The rapid transformation of Pensacola's Palafox Street serves as a revitalization example for Downtown Jacksonville to follow.
In the sport of baseball, small ball is an informal term for an offensive strategy in which the batting team emphasizes placing runners on base and then advancing them into scoring position for a run in a deliberate, methodical way. Applying this concept to urban revitalization, getting things right doesn’t necessarily mean having to only select between hitting home runs on risky, heavily subsidized mega-projects or striking out at bat. Clustering, complementing businesses with a compact, pedestrian scale setting is a successfully proven and affordable example of small ball.

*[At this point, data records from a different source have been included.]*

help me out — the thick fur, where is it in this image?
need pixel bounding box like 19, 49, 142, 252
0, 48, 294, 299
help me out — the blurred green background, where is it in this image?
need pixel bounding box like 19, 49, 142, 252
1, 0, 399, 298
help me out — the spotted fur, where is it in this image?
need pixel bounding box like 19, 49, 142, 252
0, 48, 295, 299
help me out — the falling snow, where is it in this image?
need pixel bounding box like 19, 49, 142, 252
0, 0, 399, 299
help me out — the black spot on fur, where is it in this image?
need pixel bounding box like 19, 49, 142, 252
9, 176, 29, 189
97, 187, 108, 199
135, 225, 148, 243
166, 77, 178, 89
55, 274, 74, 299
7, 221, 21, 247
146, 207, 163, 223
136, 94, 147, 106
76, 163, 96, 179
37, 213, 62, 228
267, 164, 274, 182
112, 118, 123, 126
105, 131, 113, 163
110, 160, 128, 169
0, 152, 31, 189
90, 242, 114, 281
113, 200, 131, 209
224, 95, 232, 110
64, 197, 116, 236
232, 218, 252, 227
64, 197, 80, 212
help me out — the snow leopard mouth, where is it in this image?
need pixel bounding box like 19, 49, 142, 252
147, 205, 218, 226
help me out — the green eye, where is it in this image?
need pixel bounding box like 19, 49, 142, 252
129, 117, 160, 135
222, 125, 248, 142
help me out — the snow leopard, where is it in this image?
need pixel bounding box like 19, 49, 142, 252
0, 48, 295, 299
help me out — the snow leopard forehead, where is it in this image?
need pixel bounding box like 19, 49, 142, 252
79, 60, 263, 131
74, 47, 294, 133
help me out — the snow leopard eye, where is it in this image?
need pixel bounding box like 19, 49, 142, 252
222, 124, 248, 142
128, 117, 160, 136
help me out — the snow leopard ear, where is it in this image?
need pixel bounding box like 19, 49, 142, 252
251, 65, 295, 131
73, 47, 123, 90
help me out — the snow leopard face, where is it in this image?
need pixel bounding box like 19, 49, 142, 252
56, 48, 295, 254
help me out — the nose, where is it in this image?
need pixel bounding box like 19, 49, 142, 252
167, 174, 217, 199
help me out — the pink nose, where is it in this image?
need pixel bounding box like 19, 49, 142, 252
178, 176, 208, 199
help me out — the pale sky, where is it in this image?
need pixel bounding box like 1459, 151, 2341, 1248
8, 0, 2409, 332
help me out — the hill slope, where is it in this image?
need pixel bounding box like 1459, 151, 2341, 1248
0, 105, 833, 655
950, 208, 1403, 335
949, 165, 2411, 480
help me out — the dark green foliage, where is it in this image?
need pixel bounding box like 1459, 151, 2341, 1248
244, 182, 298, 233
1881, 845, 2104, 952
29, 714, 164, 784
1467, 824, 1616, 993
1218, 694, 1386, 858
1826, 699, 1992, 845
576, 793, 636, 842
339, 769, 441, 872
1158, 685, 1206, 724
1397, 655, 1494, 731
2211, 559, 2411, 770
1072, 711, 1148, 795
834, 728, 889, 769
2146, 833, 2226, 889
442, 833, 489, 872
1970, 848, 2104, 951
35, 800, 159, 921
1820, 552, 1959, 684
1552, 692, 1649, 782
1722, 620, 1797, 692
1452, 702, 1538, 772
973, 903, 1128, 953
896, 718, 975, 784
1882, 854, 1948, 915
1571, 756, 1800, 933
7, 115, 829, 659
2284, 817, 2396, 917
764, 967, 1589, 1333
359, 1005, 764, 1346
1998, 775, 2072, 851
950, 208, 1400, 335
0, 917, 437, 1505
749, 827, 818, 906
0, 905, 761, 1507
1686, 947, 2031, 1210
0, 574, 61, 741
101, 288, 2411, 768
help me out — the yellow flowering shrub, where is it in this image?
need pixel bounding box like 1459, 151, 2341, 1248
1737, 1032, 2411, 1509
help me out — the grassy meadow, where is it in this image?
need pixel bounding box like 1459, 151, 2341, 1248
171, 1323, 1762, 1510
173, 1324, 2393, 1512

Attending the 2019 Florida Preservation Conference, facilitated by the Florida Trust for Historic Preservation, I had the opportunity to visit Pensacola for the first time since 2010. A less than a decade following the conversion of a one-way street back into a two-way street,
Pensacola has played the urban revitalization game of small ball to perfection, transforming Palafox Street into an urban, exciting and lively pedestrian-friendly atmosphere that would make cities ten times its size envious. As a result of Pensacola’s hard work and vision, Palafox was designated by the American Planning Association as one of ten Great Streets in America.
It is very impressive to see what Pensacola has accomplished in a very short time. Larger cities such as Jacksonville should be excited to witness Pensacola’s success and think about what can be achieved locally if leadership is able and committed to finally doing the little things around clustering complementing uses within a compact setting that make a downtown successful.